What if we focused on the space left by Rooney at the end of Normal People or by Dunham and Judd Apatow at the end of Girls? Or by Maggie Rogers in every single song she sings, where all that we don't and can’t know lingers in the background?
It’s begging us to fill it in, not with a partner but with something else. What if we can find it, not by looking in on ourselves but out towards one another? What if it’s not straight single women who need to be rehabilitated into our culture but heteronormative relationships – in policy and principal – as a whole? 
When more than 600 women attended the first national Women’s Liberation Movement conference in 1970 in Oxford, they came up with four demands:
1. Equal pay
2. Equal educational and job opportunities
3. Free contraception and abortion on demand
4. Free 24-hour nurseries
We’re still fighting for all of these and, until we have them, men and women will never truly be able to engage with each other on equal terms because single women will always be disadvantaged, which systematically elevates men’s experience above theirs. 

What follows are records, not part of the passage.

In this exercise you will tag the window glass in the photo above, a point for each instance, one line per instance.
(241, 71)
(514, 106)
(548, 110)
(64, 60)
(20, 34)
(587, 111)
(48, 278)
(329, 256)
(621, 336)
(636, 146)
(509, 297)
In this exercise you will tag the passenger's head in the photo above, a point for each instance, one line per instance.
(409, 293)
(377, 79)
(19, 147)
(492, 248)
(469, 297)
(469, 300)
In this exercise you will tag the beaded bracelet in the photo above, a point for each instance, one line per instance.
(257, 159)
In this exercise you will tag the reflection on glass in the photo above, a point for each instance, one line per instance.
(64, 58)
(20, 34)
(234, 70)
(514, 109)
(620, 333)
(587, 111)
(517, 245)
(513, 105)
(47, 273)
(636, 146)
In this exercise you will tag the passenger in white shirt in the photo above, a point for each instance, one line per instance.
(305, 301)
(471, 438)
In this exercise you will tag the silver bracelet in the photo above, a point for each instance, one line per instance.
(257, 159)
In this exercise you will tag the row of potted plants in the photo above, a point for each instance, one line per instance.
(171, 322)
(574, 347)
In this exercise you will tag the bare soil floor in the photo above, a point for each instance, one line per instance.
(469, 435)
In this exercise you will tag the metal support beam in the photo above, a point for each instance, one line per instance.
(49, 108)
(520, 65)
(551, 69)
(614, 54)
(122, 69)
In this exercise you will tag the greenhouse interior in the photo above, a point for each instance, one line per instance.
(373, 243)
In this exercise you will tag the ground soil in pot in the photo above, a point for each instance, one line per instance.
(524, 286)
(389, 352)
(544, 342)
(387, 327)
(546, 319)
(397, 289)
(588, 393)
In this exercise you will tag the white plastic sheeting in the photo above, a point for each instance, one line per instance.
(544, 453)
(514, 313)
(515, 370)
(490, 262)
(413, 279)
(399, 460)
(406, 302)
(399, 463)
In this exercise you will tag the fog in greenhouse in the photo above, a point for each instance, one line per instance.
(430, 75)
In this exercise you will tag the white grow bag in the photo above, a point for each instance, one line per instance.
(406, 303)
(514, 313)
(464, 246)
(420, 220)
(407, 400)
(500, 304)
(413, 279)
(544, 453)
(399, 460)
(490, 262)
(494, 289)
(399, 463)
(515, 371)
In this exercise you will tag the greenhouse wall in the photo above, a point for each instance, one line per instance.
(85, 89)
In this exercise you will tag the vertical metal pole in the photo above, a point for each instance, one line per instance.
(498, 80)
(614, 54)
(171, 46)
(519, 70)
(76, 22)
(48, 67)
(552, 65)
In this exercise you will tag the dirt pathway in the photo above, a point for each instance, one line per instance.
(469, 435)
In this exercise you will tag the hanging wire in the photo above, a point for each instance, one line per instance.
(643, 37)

What if we – single women – were okay all along and we’re only just finding ways to articulate that, to figure out how we want to be in the world and ask for society to put systems in place to facilitate it? There's a reason why the most lucrative forms of popular culture continue to ask questions about relationships and how men and women can be (or not be) together – it's because we haven't got it right yet.
We keep talking about self-love and self-acceptance and yet it strikes me that, as Austen subtly did through the vehicle of Lizzie Bennet, we're still actually asking the world to welcome us as we are.